El inicio de septiembre marca la transición hacia la primavera con un escenario meteorológico que combinará estabilidad temporaria, frentes fríos periódicos y la creciente influencia del fenómeno de El Niño. En diálogo con Canal 4 Regional, el técnico meteorológico y coordinador del Centro de Monitoreo Meteorológico y Climático (CMMC-SAT), Facundo Azar, brindó un panorama detallado sobre lo que se espera para las próximas semanas en Rosario y el sur de Santa Fe.
Durante este mes, las temperaturas y precipitaciones se mantendrán en torno a las medias históricas: mínimas de entre 8 °C y 10 °C y máximas de 20 °C a 23 °C, con un ascenso paulatino con el correr de los días. Los acumulados de lluvia promedio rondarán entre los 48 y 50 milímetros, aunque no se descarta que tormentas puntuales superen esos registros debido a la inestabilidad propia de la atmósfera. En el corto plazo, Azar alertó sobre la irrupción de aire frío durante el fin de semana, con mínimas de entre 2 °C y 4 °C (incluso inferiores en zonas rurales con probabilidad de heladas leves) y máximas de 12 °C a 14 °C.

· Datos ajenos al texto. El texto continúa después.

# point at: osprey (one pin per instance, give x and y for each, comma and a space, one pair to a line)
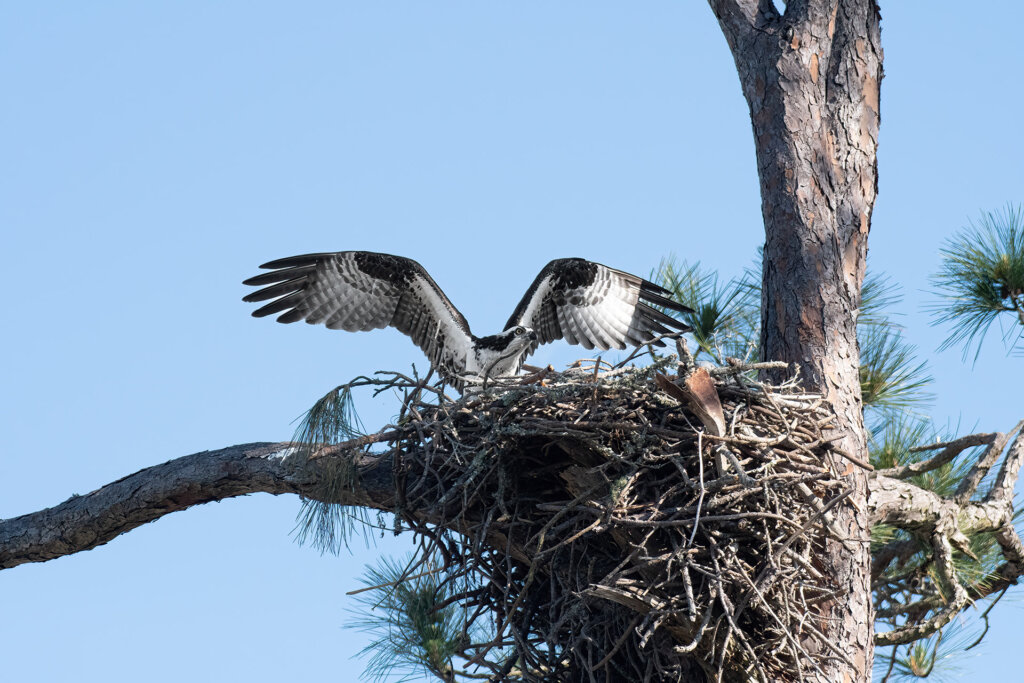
573, 299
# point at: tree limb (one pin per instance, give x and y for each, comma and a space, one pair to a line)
82, 522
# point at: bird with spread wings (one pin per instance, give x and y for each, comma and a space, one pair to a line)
573, 299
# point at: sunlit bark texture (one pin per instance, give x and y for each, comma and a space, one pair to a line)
811, 79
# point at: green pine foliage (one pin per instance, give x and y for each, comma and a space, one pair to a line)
416, 622
981, 281
416, 626
332, 419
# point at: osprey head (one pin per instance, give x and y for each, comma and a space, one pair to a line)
508, 343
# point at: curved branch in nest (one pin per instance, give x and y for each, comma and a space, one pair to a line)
612, 498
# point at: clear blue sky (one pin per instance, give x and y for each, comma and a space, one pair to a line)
154, 154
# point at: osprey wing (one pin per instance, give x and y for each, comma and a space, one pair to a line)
591, 304
357, 291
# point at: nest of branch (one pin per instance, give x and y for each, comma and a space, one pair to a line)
604, 532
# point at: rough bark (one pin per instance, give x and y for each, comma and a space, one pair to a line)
811, 80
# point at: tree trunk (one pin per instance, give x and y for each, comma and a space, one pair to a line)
811, 79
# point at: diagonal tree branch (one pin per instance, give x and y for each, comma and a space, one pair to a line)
82, 522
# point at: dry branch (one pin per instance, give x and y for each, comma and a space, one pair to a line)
588, 517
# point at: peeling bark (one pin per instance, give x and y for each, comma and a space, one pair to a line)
811, 79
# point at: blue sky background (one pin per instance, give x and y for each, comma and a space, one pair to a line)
155, 154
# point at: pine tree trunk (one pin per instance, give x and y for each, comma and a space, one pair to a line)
811, 79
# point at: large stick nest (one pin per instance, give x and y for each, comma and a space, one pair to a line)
608, 536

En relación a las lluvias, el especialista explicó que la primera quincena transcurrirá con condiciones mayormente estables y dominio de altas presiones, por lo que las mayores probabilidades de precipitaciones se concentrarían en la segunda mitad del mes. Asimismo, la persistencia de humedad y jornadas con cielo cubierto continuarán siendo un factor común en toda la región.
Consultado sobre la inquietud comunitaria ante posibles contingencias hídricas, Azar remarcó que la Organización Meteorológica Mundial (OMM) ratificó que El Niño evolucionará hacia una fase de fuerte intensidad. No obstante, aclaró que el efecto pleno en la cuenca regional suele manifestarse con un desfasaje de 30 a 60 días, teniendo a diciembre como mes bisagra y extendiéndose con lluvias superiores a la media hasta abril o mayo del próximo año.
Finalmente, el meteorólogo convocó a transformar la preocupación en tareas preventivas concretas: «Hay que aprovechar las ventanas de buen tiempo para revisar canaletas, desagües, techos y aberturas, siguiendo las recomendaciones técnicas para mitigar impactos. Lo peor que podemos hacer es quedarnos paralizados en el pánico; la clave está en la prevención y en seguir los avisos a corto plazo», concluyó.